WASHINGTON (Reuters) - The U.S. Federal Reserve announced on Monday how much each large bank that underwent its 2020 stress tests will have to hold in additional capital.
The results mark the first time the Fed has given out custom capital requirements for each bank under its new “stress capital buffer,” and takes effect on Oct. 1. Goldman Sachs and Morgan Stanley were ordered to hold the most capital of the 34 firms tested, with ratios of 13.7% and 13.4% respectively.
The custom capital requirements follow stress test results released in June, which found that banks would weather heavy capital losses should the economic fallout from the coronavirus pandemic drag on or worsen. The Fed ordered banks to cap dividend payments and bar share repurchases until at least the fourth quarter to ensure they have sufficient cushions.

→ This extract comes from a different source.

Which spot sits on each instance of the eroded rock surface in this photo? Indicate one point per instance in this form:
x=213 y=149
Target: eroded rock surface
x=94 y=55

The new capital ratio combines the minimum capital requirements of 4.5% and the new “stress capital buffer,” which is determined by how each bank fared under a hypothetical severe economic downturn. That buffer is at least 2.5%, but was highest for Deutsche Bank’s U.S. operations at 7.8%.
The nation’s largest banks also face an additional capital surcharge for their predominant role in the financial system, ranging from 1% to 3.5% for JPMorgan Chase, the nation’s biggest bank.
The Fed also announced that it had reaffirmed the stress test results for five banks that requested reconsideration: BMO Financial Corp [BMOHF.UL], Capital One Financial Corp, Citizens Financial Group Inc, Goldman Sachs and Regions Financial Corp. The Fed said the additional review found its stress test models worked as intended and there were no errors.